Мама вручила ему плащ со всей своей доверчивостью, сквозящей в её взгляде. Такое уже бывало: не заявлял ли отец, что ему известен секрет изготовления шоколадной карамели, или способ наполовину сократить потребность в пробках во время разлива бордо по бутылкам, или метод расправы с медведками, одолевшими наш салат-латук? Пусть плохо закупоренное вино скисало за полгода, а изготовление карамели приводило к кристаллизации в сиропе халата и к пожару, уничтожавшему метр паркета, пусть гибель салата, обработанного загадочной кислотой, предшествовала гибели медведок – это не означало, что отец ошибся…
Мама вручила отцу плащ спаги, он набросил его на плечо и быстро заковылял с ним в своё логово, именуемое также библиотекой. Я отправилась вслед за ним: его передвижение по лестнице напоминало вороний скок, он подтягивал себя со ступеньки на ступеньку. В библиотеке он сел, приказал подать ему линейку, клей, большие ножницы, циркуль, кнопки, отправил меня восвояси и закрылся на ключ.
– Пойди взгляни, что он делает, – просила мама. Но нам пришлось до вечера оставаться в неведении. Наконец до нас донёсся громкий отцовский зов.

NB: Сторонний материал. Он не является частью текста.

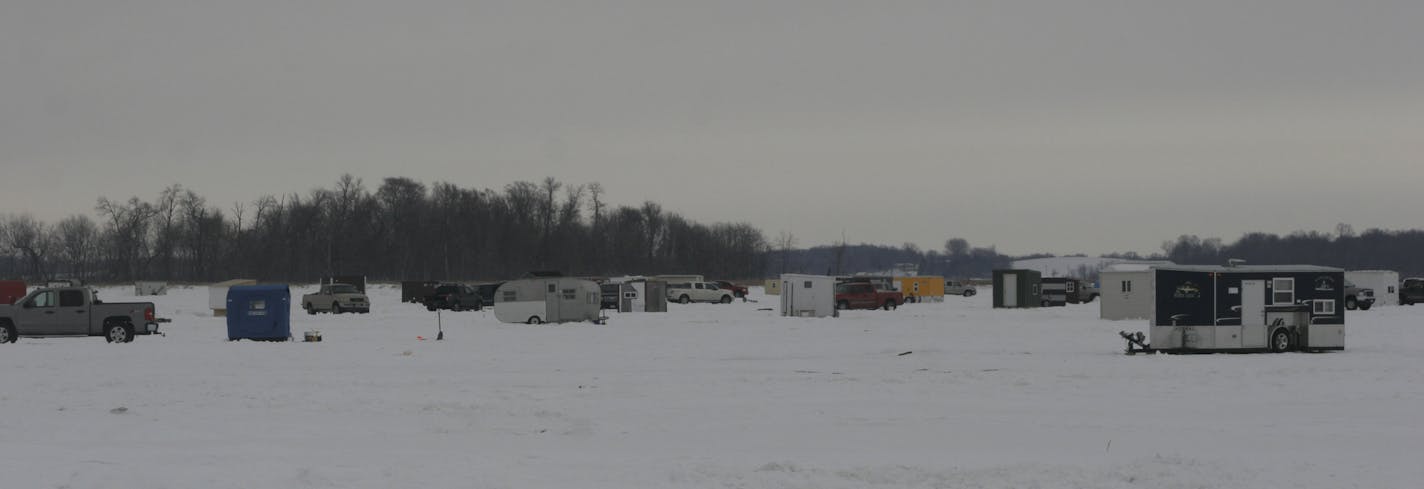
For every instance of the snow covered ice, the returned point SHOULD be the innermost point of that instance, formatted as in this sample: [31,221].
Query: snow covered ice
[707,397]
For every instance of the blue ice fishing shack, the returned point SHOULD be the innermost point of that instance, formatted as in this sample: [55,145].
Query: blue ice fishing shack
[262,312]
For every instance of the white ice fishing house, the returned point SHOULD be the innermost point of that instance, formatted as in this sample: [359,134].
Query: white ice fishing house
[808,295]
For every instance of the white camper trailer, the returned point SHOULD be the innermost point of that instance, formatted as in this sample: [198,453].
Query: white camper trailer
[150,288]
[808,295]
[1125,291]
[547,300]
[218,294]
[1384,282]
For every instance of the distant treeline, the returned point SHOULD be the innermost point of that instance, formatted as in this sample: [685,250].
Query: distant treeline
[957,260]
[403,230]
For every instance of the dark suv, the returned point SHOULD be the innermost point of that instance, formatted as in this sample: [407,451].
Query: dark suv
[454,297]
[1411,291]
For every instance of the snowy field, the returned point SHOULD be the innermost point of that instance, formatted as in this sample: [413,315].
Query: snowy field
[707,397]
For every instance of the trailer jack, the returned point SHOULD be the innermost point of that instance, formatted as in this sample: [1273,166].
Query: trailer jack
[1137,342]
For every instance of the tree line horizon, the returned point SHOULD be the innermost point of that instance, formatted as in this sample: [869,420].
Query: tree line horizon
[407,230]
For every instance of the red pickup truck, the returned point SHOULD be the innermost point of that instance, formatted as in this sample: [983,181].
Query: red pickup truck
[865,295]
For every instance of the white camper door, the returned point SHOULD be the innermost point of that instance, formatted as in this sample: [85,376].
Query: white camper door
[1253,314]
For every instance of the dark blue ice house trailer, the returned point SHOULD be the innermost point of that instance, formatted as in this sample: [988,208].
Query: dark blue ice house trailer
[1243,308]
[262,312]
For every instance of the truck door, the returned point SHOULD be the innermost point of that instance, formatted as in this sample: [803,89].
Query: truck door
[39,315]
[1253,314]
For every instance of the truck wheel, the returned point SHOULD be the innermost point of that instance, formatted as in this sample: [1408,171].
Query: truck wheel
[118,332]
[1280,341]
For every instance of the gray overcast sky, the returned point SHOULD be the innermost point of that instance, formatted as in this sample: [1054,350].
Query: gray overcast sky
[1035,126]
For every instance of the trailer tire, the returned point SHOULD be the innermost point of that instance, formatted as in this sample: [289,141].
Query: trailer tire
[1280,341]
[118,332]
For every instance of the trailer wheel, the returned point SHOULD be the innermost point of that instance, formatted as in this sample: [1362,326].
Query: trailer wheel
[1280,341]
[118,332]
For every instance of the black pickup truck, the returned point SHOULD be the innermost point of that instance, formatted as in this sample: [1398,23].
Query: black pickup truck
[76,311]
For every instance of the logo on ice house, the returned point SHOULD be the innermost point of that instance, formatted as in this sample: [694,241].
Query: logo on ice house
[1325,284]
[1186,291]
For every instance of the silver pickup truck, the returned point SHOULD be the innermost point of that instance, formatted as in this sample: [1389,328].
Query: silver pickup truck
[76,311]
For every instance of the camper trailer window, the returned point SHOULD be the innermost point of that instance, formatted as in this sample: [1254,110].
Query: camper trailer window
[1283,291]
[71,298]
[1325,307]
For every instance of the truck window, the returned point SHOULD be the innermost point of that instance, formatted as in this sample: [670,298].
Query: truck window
[71,298]
[43,300]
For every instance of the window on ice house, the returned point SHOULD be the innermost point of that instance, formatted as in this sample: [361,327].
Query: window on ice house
[1325,307]
[1283,291]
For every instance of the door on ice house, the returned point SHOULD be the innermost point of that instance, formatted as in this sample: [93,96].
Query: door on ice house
[1253,314]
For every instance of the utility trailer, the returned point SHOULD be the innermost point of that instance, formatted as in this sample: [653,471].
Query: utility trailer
[1270,308]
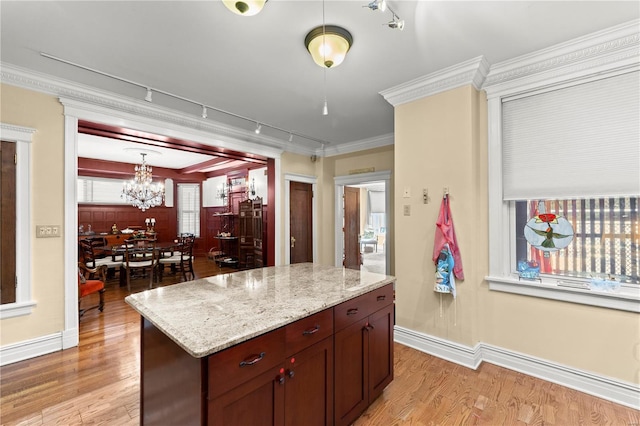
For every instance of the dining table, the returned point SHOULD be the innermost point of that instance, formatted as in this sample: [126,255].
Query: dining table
[162,249]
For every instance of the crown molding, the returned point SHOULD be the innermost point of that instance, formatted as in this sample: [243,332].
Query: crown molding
[361,145]
[611,50]
[473,71]
[82,99]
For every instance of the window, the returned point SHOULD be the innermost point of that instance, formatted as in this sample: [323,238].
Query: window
[574,148]
[96,190]
[606,242]
[23,305]
[189,208]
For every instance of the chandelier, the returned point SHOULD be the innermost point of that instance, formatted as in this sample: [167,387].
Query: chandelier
[141,192]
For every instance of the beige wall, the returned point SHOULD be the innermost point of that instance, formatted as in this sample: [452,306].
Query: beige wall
[44,113]
[441,142]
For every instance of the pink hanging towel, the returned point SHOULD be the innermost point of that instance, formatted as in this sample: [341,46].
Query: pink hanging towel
[446,234]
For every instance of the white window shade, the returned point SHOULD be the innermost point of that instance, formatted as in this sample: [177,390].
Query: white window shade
[574,142]
[189,208]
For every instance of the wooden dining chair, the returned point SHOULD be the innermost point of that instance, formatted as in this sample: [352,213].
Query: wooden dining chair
[181,259]
[90,281]
[140,256]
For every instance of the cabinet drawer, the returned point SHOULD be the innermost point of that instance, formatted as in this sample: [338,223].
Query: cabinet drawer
[351,311]
[307,331]
[244,361]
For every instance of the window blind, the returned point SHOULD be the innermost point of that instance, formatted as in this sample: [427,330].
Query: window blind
[99,190]
[581,141]
[189,208]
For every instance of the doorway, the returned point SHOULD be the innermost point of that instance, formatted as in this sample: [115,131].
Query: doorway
[300,216]
[373,215]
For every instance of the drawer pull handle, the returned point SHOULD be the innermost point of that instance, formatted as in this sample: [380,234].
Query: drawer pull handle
[252,359]
[311,330]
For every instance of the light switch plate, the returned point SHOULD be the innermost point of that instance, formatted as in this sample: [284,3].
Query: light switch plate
[47,231]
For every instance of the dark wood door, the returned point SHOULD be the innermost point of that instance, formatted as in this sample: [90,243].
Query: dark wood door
[8,222]
[351,227]
[301,219]
[351,373]
[257,402]
[380,334]
[309,393]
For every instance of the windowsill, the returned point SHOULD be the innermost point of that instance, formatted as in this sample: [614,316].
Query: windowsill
[626,299]
[11,310]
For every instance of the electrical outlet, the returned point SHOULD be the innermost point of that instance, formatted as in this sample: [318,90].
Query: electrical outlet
[47,231]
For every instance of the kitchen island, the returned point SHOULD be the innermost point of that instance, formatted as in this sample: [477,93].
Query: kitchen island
[295,344]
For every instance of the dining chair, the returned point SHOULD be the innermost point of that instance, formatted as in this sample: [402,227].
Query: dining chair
[90,257]
[181,259]
[140,256]
[90,281]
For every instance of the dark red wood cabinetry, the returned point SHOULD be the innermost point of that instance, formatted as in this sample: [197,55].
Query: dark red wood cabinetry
[321,370]
[363,352]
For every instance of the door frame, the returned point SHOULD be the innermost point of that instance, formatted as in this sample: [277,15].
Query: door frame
[293,177]
[358,179]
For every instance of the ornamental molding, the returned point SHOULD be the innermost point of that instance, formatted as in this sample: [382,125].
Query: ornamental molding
[473,71]
[612,50]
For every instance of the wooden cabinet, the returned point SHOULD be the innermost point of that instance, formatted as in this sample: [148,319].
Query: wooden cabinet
[321,370]
[254,383]
[363,352]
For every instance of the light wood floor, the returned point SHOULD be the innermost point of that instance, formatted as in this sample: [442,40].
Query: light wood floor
[98,383]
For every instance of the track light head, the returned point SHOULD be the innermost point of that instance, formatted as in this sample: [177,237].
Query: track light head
[399,24]
[380,5]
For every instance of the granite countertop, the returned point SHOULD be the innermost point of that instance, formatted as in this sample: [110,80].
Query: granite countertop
[207,315]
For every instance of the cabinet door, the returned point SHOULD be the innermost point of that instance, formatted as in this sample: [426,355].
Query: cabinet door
[309,386]
[380,334]
[258,402]
[351,377]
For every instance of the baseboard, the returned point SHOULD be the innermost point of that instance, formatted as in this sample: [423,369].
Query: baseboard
[617,391]
[30,348]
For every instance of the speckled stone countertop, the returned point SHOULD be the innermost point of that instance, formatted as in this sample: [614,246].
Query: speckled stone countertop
[210,314]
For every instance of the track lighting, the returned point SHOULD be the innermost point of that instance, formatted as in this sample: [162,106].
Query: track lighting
[245,8]
[380,5]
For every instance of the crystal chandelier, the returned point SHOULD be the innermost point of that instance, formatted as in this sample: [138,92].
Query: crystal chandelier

– Ну как, получилось? – спросила, входя, мама.
– Смотри!
Торжествуя, он держал на ладони всё, что осталось от плаща спаги: слоёную, как пирог, размером с розу, с зубчиками по краям восхитительную перочистку.
ДРУГ
В тот день, когда сгорело здание Комической оперы, мой старший брат вместе со своим лучшим другом, тоже студентом, решили заблаговременно купить билеты на спектакль. Однако другие меломаны, такие же бедные и также привыкшие к местам по три франка, опередили их. И вот, час спустя, когда друзья разочарованно ужинали на террасе небольшого ресторанчика, в двухстах метрах от них загорелась Комическая опера. Перед тем как расстаться – одному нужно было зайти на телеграф, а другому – домой, – они отменялись рукопожатием и взглянули друг на друга с тем замешательством и неловкостью, под которыми юные прячут свои чистые чувства. Ни один не завёл речь ни о случае-провидце, ни о таинственной покровительственной длани над их головами. А на летние каникулы Морис – пусть он будет Морисом – на два месяца приехал к нам с моим братом.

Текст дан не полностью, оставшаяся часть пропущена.